Though I had small reason for expecting great
things of myself, I had always cherished the hope that if a big
case came my way I should be found able to do something with it
something more, that is, than I had seen accomplished by the
police of the District of Columbia since I had had the honor of
being one of their number. Therefore, when I found myself plunged,
almost without my own volition, into the Jeffrey Moore affair, I
believed that the opportunity had come whereby I might distinguish
myself.
It had complications, this Jeffrey-Moore affair; greater ones than
the public ever knew, keen as the interest in it ran both in and
out of Washington.

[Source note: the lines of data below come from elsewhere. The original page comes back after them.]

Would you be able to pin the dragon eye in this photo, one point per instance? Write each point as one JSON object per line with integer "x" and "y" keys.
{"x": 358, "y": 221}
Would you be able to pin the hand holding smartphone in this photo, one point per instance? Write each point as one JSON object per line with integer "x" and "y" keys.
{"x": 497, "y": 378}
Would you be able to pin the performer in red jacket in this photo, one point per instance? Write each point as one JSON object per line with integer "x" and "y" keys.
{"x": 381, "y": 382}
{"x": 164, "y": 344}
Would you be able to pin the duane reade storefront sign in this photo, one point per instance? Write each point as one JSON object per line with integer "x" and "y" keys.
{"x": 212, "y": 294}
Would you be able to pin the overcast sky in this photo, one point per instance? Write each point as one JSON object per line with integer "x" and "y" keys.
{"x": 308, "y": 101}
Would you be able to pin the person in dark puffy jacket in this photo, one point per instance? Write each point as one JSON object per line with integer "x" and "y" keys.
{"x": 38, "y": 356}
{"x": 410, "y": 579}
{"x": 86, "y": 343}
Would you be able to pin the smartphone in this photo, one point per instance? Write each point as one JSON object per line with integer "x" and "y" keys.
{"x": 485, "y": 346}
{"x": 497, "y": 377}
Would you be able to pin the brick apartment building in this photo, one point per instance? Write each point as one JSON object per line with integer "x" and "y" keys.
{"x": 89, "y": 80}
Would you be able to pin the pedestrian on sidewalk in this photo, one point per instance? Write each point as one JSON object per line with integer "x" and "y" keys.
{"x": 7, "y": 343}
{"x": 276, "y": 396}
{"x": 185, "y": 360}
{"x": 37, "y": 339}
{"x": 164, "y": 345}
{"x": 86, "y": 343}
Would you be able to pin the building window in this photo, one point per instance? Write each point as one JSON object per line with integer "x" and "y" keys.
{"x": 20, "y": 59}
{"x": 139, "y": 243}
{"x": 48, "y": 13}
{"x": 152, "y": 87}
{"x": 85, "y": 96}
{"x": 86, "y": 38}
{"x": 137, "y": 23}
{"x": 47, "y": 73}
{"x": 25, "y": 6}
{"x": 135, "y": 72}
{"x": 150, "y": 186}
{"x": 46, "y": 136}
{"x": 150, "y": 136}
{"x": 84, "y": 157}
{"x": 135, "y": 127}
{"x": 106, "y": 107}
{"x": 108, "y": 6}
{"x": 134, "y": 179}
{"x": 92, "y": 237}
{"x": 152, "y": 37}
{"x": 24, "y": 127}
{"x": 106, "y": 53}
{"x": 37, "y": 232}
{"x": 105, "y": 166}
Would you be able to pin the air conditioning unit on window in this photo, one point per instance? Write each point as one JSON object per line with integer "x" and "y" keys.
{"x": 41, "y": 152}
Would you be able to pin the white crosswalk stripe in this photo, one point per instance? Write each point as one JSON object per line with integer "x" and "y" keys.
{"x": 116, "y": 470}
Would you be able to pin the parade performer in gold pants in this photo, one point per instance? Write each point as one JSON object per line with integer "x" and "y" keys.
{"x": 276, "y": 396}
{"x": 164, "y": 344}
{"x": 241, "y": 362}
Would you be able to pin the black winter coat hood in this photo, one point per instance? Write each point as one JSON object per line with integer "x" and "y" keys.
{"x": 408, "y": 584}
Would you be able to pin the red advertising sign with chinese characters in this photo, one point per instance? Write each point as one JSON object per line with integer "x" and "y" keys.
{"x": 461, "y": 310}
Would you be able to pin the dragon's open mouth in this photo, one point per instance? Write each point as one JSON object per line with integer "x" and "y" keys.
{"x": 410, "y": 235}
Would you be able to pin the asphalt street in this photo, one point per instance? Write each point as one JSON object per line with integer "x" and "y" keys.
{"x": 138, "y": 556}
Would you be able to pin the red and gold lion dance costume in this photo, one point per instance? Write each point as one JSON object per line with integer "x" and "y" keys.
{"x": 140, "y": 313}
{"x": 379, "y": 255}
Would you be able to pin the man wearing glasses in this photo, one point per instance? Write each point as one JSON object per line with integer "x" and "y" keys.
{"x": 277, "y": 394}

This is why I propose to tell the story of this
great tragedy from my own standpoint, even if in so doing I risk
the charge of attempting to exploit my own connection with this
celebrated case. In its course I encountered as many disappointments
as triumphs, and brought out of the affair a heart as sore as it was
satisfied; for I am a lover of women and -
But I am keeping you from the story itself.
I was at the station-house the night Uncle David came in. He was
always called Uncle David, even by the urchins who followed him in
the street; so I am showing him no disrespect, gentleman though he
is, by giving him a title which as completely characterized him in
those days, as did his moody ways, his quaint attire and the
persistence with which he kept at his side his great mastiff, Rudge.